As for 2012, Jang said one new gadget that’s expected to become popular is smart TV devices, like the Apple TV and Boxee Box, which turn your flat-screen TV into a big computer screen where you can watch Youtube videos and other Internet-based media as well as your own videos and photos.
“People are using these devices to move their content from their laptops to their TV,” Jang said.
In the local life-sciences scene, advances in nanotechnology and genomics are dovetailing to allow scientists to drill down to smaller scales, which will simplify the process of sequencing the human genome.
“I think in 2012, 2013, we’ll see, finally, single-molecule sequencing,” said Genome BC CEO Alan Winter. “This is the convergence of nanotechnology and biology. What it allows you to do is achieve the sequencing of a particular genome much faster.”
Brad Nelson at the BC Cancer Agency on Vancouver Island is using genomics to develop a vaccine for cancer, and the advances being made in sequencing the genome of specific cancers is key to that approach.
Winter added that gene sequencing can also be used to treat infectious diseases.
Renewable energy is also expected to see a lot of activity in 2012. BC Hydro has signed 27 energy purchase agreements for clean energy projects like run-of-river, biomass and wind power.
Paul Kariya, executive director for Clean Energy BC, said some of those projects should start getting underway in 2012 as certificates are issued and construction initiated.
Because of the pine beetle infestation, B.C. has huge swathes of dead forest.

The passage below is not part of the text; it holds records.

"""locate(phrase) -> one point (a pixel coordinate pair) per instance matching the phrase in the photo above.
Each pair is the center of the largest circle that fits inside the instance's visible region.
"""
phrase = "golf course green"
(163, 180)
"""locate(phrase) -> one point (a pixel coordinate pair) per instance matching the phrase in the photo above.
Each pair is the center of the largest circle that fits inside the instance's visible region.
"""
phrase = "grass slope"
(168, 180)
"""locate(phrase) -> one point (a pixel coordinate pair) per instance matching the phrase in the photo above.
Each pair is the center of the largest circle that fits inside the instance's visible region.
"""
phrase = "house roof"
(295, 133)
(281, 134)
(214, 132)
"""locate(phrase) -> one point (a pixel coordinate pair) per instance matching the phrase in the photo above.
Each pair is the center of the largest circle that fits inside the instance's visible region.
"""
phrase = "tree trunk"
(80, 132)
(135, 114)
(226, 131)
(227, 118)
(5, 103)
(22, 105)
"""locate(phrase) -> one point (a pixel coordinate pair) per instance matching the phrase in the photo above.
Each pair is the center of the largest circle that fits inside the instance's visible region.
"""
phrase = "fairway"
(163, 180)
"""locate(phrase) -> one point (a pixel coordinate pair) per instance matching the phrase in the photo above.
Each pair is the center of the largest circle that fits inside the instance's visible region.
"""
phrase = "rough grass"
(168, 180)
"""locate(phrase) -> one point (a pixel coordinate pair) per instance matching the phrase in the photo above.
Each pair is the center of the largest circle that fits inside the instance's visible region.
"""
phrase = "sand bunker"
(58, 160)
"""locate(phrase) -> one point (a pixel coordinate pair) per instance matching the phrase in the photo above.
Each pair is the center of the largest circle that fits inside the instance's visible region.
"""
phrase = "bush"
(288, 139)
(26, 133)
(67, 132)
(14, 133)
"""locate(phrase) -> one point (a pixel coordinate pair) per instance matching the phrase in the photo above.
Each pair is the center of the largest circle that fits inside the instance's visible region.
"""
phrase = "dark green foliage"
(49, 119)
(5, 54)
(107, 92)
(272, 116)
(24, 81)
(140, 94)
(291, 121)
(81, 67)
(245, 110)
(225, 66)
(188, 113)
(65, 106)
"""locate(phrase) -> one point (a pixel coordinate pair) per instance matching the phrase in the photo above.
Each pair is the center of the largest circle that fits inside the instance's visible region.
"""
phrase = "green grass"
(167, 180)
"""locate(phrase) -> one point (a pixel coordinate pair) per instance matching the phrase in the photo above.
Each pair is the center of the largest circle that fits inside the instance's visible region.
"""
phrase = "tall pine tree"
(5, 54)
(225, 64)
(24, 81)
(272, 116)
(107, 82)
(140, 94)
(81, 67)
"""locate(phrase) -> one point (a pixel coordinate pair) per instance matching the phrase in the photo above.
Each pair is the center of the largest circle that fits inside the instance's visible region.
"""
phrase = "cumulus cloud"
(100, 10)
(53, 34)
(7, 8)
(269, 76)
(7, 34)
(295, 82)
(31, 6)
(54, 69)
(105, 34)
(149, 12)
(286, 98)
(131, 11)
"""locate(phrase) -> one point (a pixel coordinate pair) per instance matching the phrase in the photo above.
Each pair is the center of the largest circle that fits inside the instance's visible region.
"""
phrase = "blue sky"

Kariya said that abundance of available biomass raises prospects for bioenergy. He added that the B.C. government’s new jobs plan holds a lot of promise for the clean-energy sector, particularly in northern B.C., where new mines, liquid natural gas plants and an upgrade of Rio Tinto Alcan’s Kitimat aluminum smelter are all expected to increase demands for additional energy – demands not anticipated in BC Hydro’s most recent forecasts.
“This load growth that was embraced in the jobs plan was not really foreseen a year ago,” Kariya said. “If developments like the LNG, which have a very tight time frame, are going to move ahead, then 2012 has to be a big year in terms of government announcements and what government is going to do to enable electricity developments to occur.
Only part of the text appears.